The connection of body and mind

We may sometimes overlook the connection between physical and mental health because we live in a culture where we want quick fixes and we are mostly solution-oriented. For every problem (headache, weight loss, aging, depression, anxiety, low self-esteem) we are inundated with marketing claiming to provide the perfect solution (for a fee or recurring payment). Having good mental health is a process involving both physical and psychological approaches and where the connection between the body and mind cannot be overlooked. A healthy person is physically able to participate in daily life, can handle emotional ups and downs, and maintain healthy relationships with others. Poor physical health can lead to a higher risk of developing mental health problems. Mental illness has been shown to profoundly affect physical health.
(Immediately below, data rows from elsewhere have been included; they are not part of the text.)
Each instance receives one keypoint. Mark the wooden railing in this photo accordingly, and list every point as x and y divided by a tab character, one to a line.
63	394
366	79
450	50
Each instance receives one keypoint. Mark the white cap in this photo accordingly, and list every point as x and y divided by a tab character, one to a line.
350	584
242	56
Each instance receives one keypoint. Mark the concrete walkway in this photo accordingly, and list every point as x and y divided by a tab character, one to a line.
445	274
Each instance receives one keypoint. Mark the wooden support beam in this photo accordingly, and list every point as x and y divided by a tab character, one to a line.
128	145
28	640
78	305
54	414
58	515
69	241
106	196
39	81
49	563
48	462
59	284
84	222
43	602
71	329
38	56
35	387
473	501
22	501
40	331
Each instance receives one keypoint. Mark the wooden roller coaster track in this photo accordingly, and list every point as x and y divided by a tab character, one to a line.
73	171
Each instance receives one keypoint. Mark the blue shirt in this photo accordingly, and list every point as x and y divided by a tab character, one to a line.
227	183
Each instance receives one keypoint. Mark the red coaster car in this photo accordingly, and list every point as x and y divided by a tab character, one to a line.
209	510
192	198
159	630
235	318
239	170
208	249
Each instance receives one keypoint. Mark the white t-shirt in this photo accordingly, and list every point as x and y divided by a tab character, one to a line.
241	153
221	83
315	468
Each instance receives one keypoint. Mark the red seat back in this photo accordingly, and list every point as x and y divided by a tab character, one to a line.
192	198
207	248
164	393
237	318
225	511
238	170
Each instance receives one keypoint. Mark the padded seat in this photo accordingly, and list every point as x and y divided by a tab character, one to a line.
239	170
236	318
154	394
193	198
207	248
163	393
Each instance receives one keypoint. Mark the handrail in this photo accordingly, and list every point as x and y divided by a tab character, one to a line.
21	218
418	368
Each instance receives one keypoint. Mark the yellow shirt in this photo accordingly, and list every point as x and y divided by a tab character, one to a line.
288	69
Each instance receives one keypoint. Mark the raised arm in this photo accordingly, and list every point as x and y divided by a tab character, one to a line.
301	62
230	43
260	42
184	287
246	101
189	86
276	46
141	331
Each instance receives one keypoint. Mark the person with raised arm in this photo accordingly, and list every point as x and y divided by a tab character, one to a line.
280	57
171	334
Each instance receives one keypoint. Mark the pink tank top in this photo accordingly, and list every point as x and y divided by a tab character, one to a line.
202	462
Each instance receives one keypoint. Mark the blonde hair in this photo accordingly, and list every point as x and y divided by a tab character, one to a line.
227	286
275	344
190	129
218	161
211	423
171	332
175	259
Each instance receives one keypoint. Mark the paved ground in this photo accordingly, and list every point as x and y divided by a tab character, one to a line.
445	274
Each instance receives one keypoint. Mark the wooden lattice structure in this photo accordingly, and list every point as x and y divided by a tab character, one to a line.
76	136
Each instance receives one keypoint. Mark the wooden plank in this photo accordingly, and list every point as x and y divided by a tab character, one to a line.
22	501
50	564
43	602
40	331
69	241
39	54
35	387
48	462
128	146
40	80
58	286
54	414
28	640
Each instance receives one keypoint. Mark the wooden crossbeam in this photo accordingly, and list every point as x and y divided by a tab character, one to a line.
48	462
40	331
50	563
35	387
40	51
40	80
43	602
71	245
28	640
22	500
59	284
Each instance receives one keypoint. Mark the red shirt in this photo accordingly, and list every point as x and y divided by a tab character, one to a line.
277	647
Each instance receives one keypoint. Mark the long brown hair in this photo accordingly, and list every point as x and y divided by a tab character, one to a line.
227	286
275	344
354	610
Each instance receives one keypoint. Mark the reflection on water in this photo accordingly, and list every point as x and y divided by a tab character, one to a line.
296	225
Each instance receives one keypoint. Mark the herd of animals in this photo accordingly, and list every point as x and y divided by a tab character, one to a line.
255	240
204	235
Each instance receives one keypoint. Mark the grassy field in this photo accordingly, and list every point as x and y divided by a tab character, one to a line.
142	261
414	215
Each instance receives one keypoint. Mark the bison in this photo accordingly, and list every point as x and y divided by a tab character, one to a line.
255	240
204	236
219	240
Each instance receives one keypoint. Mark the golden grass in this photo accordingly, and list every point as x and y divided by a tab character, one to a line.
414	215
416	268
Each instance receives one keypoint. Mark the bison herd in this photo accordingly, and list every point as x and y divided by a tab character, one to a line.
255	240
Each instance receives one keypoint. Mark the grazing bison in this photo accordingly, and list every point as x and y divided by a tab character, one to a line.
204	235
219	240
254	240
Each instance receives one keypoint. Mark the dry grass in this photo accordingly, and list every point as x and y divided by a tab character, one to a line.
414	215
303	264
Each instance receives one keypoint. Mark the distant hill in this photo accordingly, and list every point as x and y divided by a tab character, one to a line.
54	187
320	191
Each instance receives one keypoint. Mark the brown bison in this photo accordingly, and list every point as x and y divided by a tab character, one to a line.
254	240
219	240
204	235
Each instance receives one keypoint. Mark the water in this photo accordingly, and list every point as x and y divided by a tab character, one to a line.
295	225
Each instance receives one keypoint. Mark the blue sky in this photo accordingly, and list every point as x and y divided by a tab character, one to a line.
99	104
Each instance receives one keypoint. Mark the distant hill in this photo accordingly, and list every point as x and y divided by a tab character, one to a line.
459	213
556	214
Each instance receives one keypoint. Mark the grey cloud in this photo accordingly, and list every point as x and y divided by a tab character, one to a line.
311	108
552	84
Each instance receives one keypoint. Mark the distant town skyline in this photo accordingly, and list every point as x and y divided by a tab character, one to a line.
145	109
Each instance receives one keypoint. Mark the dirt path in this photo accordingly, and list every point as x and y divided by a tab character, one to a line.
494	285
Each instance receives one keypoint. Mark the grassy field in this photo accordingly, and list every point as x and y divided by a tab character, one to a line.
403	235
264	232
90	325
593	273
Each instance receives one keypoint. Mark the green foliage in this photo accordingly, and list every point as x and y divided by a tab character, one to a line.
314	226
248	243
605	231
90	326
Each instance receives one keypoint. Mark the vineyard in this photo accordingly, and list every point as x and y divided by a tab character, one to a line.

And this works the other way around, if you have many physical complaints, this will also affect your mental health.

Your mental health is related to:

  • The ability to learn
  • Involved in activities
  • The ability to form and maintain relationships
  • The ability to feel, express and handle positive and negative emotions.
  • Adaptability to changes and coping well with problems.

A healthy mind for less stress

If you are working on a healthy physical and mental health, the following things can be very helpful.

Physical activity. Exercise and exercise can greatly improve your mental well-being. Even a short ten-minute walk will make you more alert and positive. Exercise can release healthy endorphins in the body and increase your energy.

Diet and nutrition. Are essential for a healthy body and mind.

Sleep and relax. Often this is compromised if you suffer from a mental disorder. But sleep is essential for your body.

Communication and socialization. Meeting friends and family is good for a person. Even just being physically present in the company of others can have a positive effect.